Julia: CUSPARSE Parallel Computing on Multiple GPUs

I have n separate GPUs, each of which stores its own data. I would like each of them to perform a set of calculations at the same time. The CUDArt documentation here describes the use of threads to asynchronously invoke custom C kernels to achieve parallelization (see also this other example here ). With custom kernels, this can be achieved with the stream argument in the CUDArt implementation of the launch() function. However, as far as I can tell, CUSPARSE (or CUBLAS) functions do not have a similar option for stream specification.

Is this possible with CUSPARSE, or do I just need to plunge into C if I want to use multiple GPUs?

REVISED Bounty Update

So, I now have a relatively decent solution that works, finally. But I’m sure that it could be improved by a million - now it’s pretty hacked. In particular, I would like suggestions for solutions according to what I tried and wrote in this SO question (which I never worked properly). Thus, I would be happy to reward generosity to everyone who has additional ideas here.

+5
source share
2 answers

So, I think that finally I came to something that works at least relatively well. I would still be very happy to offer Bounty, although for those who have further improvements. In particular, improvements based on the design that I tried to implement (but failed) as described in this would be good.
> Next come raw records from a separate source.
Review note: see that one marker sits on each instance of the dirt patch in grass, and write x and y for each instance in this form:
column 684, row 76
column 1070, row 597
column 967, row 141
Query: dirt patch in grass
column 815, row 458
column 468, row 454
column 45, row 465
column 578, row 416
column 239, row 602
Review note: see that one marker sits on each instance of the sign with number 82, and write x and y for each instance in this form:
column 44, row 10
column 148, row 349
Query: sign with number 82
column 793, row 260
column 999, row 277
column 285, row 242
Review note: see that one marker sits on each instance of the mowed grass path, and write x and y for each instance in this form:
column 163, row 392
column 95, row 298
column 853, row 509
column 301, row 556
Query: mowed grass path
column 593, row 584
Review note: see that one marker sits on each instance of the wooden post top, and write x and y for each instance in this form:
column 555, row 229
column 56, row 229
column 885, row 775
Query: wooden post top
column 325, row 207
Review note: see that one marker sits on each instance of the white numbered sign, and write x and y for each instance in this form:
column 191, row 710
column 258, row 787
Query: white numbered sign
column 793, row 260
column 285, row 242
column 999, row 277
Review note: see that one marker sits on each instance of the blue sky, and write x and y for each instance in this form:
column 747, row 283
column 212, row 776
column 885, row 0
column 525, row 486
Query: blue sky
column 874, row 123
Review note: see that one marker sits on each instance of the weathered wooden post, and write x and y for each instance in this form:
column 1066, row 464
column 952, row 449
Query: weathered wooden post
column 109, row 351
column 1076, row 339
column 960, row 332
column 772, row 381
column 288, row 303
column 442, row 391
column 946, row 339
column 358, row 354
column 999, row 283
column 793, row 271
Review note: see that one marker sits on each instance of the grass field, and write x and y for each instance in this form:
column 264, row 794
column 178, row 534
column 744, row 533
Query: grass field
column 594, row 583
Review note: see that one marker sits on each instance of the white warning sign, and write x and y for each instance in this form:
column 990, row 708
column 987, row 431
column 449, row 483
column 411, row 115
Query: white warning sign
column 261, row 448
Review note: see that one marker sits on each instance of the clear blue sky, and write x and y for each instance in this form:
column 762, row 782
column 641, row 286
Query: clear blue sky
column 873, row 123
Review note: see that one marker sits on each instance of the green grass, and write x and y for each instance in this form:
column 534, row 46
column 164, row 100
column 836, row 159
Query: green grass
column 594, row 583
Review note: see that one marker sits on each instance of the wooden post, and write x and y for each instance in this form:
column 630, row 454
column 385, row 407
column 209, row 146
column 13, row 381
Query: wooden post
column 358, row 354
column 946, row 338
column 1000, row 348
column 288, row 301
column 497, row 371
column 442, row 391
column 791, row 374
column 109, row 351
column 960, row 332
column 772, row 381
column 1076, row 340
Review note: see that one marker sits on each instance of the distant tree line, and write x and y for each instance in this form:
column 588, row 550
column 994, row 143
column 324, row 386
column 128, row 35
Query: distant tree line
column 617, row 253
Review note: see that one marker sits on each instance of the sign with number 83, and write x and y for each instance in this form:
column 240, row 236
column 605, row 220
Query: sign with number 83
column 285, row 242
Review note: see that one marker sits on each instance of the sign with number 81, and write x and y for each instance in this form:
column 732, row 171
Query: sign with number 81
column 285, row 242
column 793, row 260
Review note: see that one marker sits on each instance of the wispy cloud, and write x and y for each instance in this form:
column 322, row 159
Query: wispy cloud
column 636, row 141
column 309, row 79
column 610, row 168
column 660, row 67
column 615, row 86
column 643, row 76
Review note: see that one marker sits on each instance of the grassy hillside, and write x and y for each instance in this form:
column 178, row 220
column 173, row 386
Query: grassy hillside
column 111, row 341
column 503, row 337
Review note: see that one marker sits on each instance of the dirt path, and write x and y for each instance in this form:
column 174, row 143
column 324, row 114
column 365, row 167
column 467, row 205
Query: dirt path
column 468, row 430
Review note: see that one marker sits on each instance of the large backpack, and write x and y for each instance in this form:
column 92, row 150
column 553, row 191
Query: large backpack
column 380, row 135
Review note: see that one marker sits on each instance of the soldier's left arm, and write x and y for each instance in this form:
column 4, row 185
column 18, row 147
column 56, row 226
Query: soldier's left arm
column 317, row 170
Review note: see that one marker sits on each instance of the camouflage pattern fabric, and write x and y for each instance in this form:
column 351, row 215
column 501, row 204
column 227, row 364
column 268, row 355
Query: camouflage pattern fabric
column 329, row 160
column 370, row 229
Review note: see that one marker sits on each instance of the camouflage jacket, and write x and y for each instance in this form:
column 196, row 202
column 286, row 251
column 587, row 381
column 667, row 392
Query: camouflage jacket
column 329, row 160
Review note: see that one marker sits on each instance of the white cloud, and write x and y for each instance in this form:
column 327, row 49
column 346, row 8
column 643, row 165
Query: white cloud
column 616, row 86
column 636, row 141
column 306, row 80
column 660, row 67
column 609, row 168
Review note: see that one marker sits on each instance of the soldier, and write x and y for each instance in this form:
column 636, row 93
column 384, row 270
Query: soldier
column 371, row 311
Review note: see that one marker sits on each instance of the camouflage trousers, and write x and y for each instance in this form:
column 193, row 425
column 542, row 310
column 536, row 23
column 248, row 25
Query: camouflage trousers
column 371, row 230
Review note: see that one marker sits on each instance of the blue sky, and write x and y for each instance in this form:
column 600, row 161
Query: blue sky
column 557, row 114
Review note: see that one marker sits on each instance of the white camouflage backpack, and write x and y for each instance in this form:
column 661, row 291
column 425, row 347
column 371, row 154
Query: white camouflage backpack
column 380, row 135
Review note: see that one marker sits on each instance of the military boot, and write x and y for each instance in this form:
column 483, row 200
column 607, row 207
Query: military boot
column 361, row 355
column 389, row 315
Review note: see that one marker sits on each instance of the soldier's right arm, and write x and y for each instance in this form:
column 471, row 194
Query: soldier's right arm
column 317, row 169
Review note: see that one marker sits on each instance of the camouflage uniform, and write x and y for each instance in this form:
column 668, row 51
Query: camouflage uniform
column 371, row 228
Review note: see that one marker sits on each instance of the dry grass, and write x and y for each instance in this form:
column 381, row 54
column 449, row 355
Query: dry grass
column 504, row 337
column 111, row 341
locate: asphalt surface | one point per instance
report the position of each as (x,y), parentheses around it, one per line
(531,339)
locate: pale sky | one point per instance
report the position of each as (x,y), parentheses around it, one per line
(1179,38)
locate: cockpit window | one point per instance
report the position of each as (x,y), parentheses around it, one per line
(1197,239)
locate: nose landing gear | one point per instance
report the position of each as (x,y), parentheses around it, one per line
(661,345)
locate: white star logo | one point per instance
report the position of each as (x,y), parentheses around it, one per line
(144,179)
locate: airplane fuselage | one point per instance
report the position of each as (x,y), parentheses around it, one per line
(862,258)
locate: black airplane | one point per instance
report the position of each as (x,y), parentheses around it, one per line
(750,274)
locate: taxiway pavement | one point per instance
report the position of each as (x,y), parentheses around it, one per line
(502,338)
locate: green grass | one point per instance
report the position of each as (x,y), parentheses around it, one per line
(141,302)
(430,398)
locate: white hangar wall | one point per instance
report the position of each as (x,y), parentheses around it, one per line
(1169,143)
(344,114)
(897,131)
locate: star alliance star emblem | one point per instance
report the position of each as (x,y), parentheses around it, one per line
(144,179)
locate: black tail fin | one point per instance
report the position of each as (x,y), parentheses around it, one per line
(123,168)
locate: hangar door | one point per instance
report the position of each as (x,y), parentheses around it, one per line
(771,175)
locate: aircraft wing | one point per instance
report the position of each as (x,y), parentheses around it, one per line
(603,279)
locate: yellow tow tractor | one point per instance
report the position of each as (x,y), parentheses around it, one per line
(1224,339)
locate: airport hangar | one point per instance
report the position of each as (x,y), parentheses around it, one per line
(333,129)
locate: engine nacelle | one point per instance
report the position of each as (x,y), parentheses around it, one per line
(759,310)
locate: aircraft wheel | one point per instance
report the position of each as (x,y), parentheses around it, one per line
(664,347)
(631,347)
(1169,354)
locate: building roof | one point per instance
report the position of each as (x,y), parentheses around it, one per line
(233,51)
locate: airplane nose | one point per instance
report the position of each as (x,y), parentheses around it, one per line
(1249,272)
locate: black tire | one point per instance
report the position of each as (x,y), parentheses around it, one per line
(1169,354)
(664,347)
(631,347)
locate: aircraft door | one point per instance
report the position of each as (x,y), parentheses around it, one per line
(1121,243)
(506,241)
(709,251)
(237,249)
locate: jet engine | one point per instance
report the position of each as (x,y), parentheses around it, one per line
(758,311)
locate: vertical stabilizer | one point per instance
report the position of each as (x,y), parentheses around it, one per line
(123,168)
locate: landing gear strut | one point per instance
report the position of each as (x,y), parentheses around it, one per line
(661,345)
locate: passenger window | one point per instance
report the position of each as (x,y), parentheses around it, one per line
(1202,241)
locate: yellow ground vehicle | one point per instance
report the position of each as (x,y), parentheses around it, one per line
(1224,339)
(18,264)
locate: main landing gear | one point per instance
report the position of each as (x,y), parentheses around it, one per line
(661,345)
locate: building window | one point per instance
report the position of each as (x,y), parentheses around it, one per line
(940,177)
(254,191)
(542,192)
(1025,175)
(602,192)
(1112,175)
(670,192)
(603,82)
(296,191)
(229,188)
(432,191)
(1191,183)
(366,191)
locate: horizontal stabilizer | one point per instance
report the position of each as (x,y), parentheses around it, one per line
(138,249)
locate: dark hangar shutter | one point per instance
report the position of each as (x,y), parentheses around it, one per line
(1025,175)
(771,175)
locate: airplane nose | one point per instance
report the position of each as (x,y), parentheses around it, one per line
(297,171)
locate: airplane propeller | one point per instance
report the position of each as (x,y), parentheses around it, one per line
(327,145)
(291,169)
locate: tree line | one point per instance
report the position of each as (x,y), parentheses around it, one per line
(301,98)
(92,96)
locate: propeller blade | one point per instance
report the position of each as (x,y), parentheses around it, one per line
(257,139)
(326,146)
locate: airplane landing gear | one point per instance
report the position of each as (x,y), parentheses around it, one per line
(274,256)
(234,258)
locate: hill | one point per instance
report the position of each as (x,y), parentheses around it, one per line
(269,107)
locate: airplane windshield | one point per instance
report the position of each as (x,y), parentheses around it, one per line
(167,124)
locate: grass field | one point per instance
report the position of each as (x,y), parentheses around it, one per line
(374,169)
But, any improvements or suggestions on this subject, and I would be happy to give generosity.

The key breakthrough I discovered in order to use CUSPARSE and CUBLAS to parallelize multiple GPUs is that you need to create a separate descriptor for each GPU. For instance. from the documentation in the CUBLAS API:

The application must initialize the descriptor in the context of the cuBLAS library by calling the cublasCreate () function. Then it is explicitly passed to each subsequent call to the library function. When the application finishes working with the library, it must call the cublasDestory () function to release the resources associated with the cuBLAS library context.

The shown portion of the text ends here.